CETA provisions include full access by the EU to municipal procurement and to water rights and services. The deal would increase municipal administrative costs by requiring additional reporting and contract management and would diminish the capacity of local governments to hire or buy locally, to use public spending as a tool for local economic development. Disputes by private firms against local policy decisions could be taken before private trade tribunals that lack transparency and have the authority to impose fines.
The City of Powell River passed a motion in 2012 that stated its opposition to CETA and asked the federal government to protect its autonomous powers to create local jobs, protect the environment and provide services and programs from any restrictions to those powers in CETA.

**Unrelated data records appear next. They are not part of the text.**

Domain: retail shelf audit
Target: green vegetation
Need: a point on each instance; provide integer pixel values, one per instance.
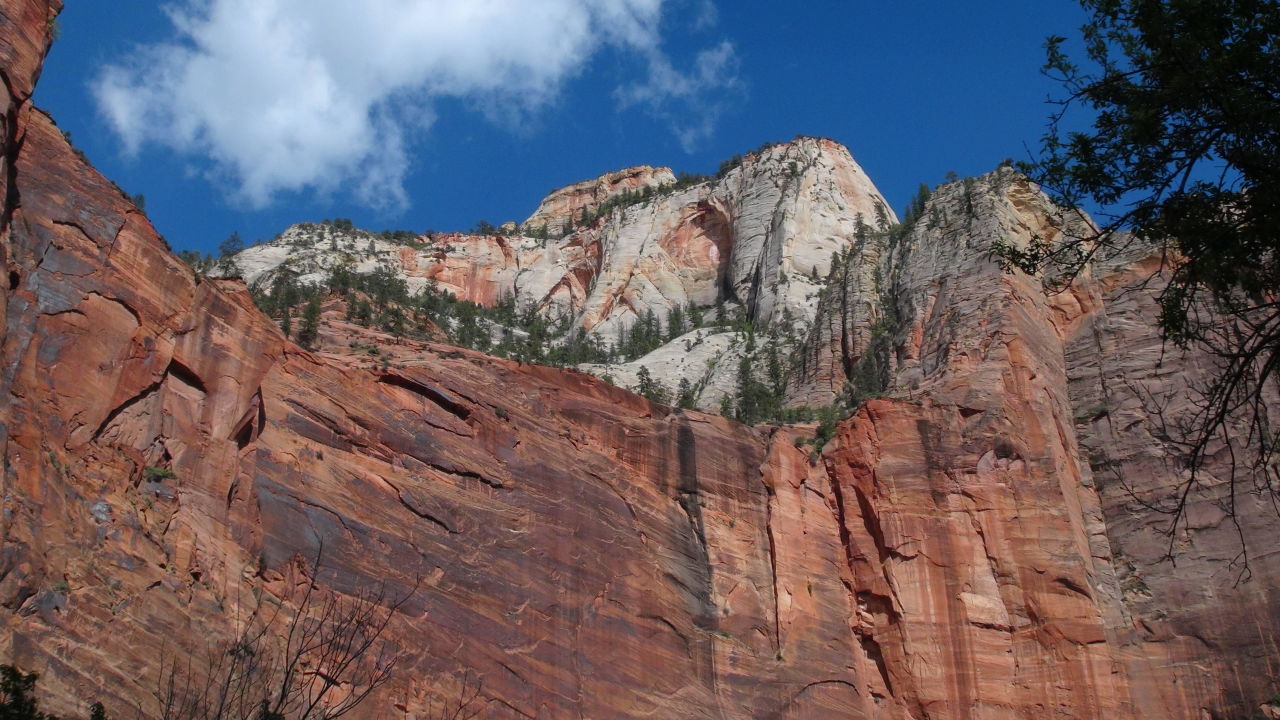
(18, 697)
(1180, 155)
(155, 473)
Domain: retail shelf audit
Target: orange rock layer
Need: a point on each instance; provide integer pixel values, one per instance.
(584, 552)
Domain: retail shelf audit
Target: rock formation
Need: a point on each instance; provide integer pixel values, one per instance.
(759, 238)
(963, 548)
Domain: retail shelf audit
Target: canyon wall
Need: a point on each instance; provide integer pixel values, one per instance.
(961, 548)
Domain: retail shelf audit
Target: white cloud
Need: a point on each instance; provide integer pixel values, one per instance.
(287, 95)
(689, 101)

The procurement issue is fundamental to the trade deals, Trew said, and municipalities across Canada and BC have been fighting back. “It really is about banning ‘buy local,’” he said. “A city will not be able to prefer local goods over goods that come from 50 kilometres away or across the Atlantic. They basically have to treat all bids as equal, even if the local bid is going to have those extra benefits for the community in terms of keeping people employed.”
Although over 50 municipalities have passed motions stating they want to be excluded from CETA, the provinces aren’t listening, Trew said. Some local governments are demanding immediate dialogue with provincial officials about the issue, just to make sure there is some sort of transparency, he added. “This deal is almost done and municipalities have been ignored,” he said.
Trew also talked about how CETA will increase drug prices, increase Canada’s trade deficit and go further than past deals in the rights corporations will have to challenge public interest legislation and decisions.